Am Abend, als die beiden Männer ihren jeweiligen Kindern die Gutenachtgeschichten vorlasen, saßen Vera und Stefanie noch ein Weilchen draußen auf der Terrasse und hatten sich Decken um die Schultern gelegt gegen die aufziehende Kühle und die Mücken. Stefanie bot noch einen basischen Abendtee aus Beifuß, Ehrenpreis, Erdbeerblättern, Fenchel, Himbeerblättern, Kornblumenblüten, Orangenblüten, Spitzwegerich, Süßholz, Löffelkraut, Odermennig, Wegwarte, Zimt und Lindenblüten an, denn das unterstütze die Ausleitungsorgane während der Nacht. Aber Vera erklärte, ihre Ausleitungsorgane seien auch so sehr intakt, danke sehr. Sie hätte lieber von dem Rotwein gehabt, den Richard noch in Aussicht gestellt hatte, bevor er mit Scott nach drinnen verschwunden war, einen Merlot von einem Weingut, das einem Hollywood-Regisseur gehörte, wie Richard betont hatte, als ob dadurch besonders dramatische Genüsse zu erwarten wären. Aber Richard blieb verschollen, war womöglich beim Vorlesen mit eingeschlafen. Ein Wunder wäre es nicht, sagte Stefanie, es sei sogar eher die Regel. »Den ganzen Tag Volldampf und laut und Action und dann abends einfach ausgeknipst und weg, wie so ein Kind«, sagte sie, und es blieb offen, ob sie das eher beneidenswert oder pathologisch fand oder beides auf einmal. Sie jedenfalls liege dann oft bis in die Morgenstunden wach und versuche mit Atemübungen in den Schlaf zu finden, aber Richards Schnarchen, vor allem die eruptive Unregelmäßigkeit von Richards Schnarchen, verhindere dann, dass sie den erforderlichen Rhythmus finde.
Da Stefanie, während sie all das erzählte, keine Anstalten machte, den Wein zu holen, trank Vera Wasser. Dann steckte sie sich eine Zigarette an.

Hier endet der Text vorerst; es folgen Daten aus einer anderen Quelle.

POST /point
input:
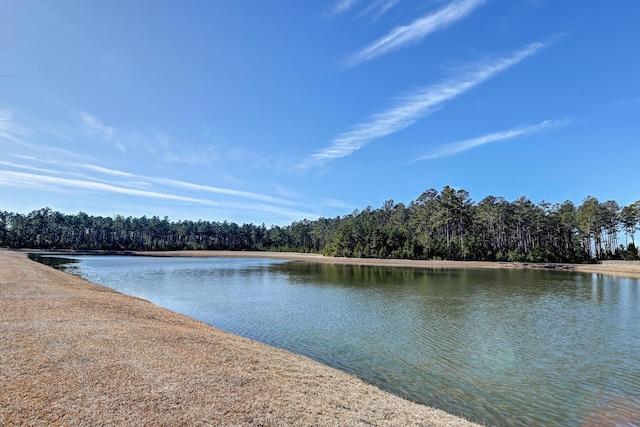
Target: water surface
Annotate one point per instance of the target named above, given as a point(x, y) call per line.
point(502, 347)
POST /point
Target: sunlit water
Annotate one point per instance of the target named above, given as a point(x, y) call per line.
point(502, 347)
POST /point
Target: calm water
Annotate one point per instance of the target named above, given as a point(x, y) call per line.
point(502, 347)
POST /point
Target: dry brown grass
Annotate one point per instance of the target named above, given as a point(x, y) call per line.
point(74, 353)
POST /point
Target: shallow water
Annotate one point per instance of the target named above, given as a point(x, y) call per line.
point(502, 347)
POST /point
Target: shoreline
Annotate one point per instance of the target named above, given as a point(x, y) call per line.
point(76, 353)
point(620, 270)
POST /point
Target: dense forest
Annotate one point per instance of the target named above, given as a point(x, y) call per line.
point(438, 225)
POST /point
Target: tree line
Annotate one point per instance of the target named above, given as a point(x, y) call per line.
point(437, 225)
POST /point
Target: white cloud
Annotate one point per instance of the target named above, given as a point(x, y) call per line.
point(30, 180)
point(9, 130)
point(342, 6)
point(187, 185)
point(459, 147)
point(417, 30)
point(107, 133)
point(413, 107)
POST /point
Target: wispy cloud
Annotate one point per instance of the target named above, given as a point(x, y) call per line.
point(413, 107)
point(10, 130)
point(342, 6)
point(31, 180)
point(107, 133)
point(416, 31)
point(459, 147)
point(187, 185)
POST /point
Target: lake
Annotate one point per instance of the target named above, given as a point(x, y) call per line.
point(500, 347)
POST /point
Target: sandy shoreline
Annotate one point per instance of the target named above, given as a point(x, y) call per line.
point(632, 271)
point(74, 353)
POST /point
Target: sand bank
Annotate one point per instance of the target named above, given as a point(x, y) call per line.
point(615, 269)
point(74, 353)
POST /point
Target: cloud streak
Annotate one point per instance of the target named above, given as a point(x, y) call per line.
point(31, 180)
point(416, 31)
point(108, 133)
point(414, 107)
point(459, 147)
point(342, 6)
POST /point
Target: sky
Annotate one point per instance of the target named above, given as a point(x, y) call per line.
point(278, 111)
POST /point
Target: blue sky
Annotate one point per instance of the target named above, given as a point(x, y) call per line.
point(275, 111)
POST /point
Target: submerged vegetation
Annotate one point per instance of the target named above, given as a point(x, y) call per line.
point(438, 225)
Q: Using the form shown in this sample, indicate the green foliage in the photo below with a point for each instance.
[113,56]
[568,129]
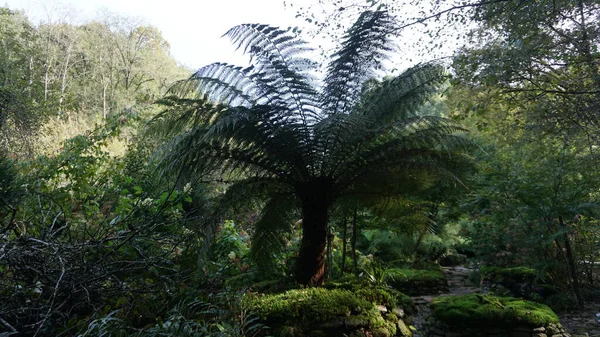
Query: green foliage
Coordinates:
[307,306]
[490,311]
[283,139]
[414,280]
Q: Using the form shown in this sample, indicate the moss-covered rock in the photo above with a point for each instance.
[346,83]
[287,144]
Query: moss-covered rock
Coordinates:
[477,310]
[328,312]
[507,275]
[416,281]
[377,294]
[517,281]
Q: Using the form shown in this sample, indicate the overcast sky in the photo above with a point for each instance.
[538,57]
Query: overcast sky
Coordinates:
[192,27]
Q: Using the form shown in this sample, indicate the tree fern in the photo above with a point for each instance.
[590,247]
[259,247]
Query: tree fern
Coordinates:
[292,143]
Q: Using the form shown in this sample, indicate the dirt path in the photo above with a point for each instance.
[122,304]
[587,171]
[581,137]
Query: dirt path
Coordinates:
[582,323]
[579,324]
[458,284]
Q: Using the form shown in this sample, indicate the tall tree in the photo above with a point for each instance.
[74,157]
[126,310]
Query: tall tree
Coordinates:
[290,142]
[538,51]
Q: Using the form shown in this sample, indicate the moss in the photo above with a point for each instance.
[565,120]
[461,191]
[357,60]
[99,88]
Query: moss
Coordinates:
[312,306]
[390,298]
[403,330]
[490,311]
[414,280]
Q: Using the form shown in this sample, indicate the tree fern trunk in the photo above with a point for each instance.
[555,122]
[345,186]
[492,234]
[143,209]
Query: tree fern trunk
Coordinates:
[353,242]
[344,243]
[310,266]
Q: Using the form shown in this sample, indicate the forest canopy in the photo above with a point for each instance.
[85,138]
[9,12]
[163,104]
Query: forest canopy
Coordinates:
[306,188]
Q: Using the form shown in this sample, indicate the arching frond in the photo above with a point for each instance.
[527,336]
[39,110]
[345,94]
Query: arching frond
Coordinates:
[363,49]
[279,67]
[181,114]
[402,96]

»Du als Ärztin«, sagte Stefanie.
»Ja, leider. Du musst es Alec nicht sagen.« Sie nahm einen tiefen Zug und ließ den Rauch aus den Nasenlöchern wieder austreten. »Wir wollten aufhören, wenn wir in Amerika sind. Er hat das irgendwie geschafft. Ich noch nicht.«
»Es ist aber ganz einfach. Ich habe das auch geschafft«, erklärte Stefanie. Jeder könne das schaffen. Der Ratgeber werde ihr helfen.
»Wer?«
Der Ratgeber, sagte Stefanie feierlich und so, als ob das alles keiner weiteren Erklärung bedürfte. Sie sagte es allerdings auf Englisch: »The Counselor.« Sie strahlte Vera zuversichtlich an.
»Der Kaunsler?«, sagte Vera, und das war zwar im ersten Moment nur ein Unfall, eine Spur zu viel Deutsch hatte sich in ihre Aussprache gemischt. Aber dabei sollte es auch in Zukunft bleiben, wenn von dem Mann die Rede war. Denn es war oft von ihm die Rede. Stefanie nickte feierlich. Der Kaunsler werde Vera auch helfen, ihren Schmerzkörper hinter sich zu lassen.
Vera schlug sich mit der Hand in den Nacken, wo eine Mücke allerdings ihr Werk schon getan hatte.
Stefanie verzog das Gesicht, als ob sie selbst den Schlag abbekommen hätte. Vera betrachtete den Blutfleck in ihrer Handfläche und bemerkte die Panik im Blick von Stefanie, dass sie die Hand als Nächstes am Stuhl, an der Tischdecke oder ihrer eigenen Jeans abwischen könnte. In der rechten Hand hatte sie eine Zigarette, an der linken Blut; beides war jetzt ein verblüffend großes Problem. Wohin damit? »Ich geh die Zigarette kurz irgendwo ausdrücken«, erklärte Vera, »dann können wir die vielleicht in die Mülltonne tun, oder? Wenn ich die auf die Straße werfe, verrottet die da ja nicht, richtig?«
»Das ist richtig«, sagte Stefanie.
»Und ich muss mir die Hände waschen und dann auch mal nach Alec und der Kleinen sehen. Ich glaube, ich …«
»Gute Nacht, liebe Vera«, sagte Stefanie und schob ihr die Untertasse ihres Teeglases als Aschenbecher hin. »Geh du nur. Alles ist gut.«
Vera summte der Kopf, während sie über die Wiese langsam nach unten schritt, wo am Grundstücksrand die Hütte für die Gäste stand.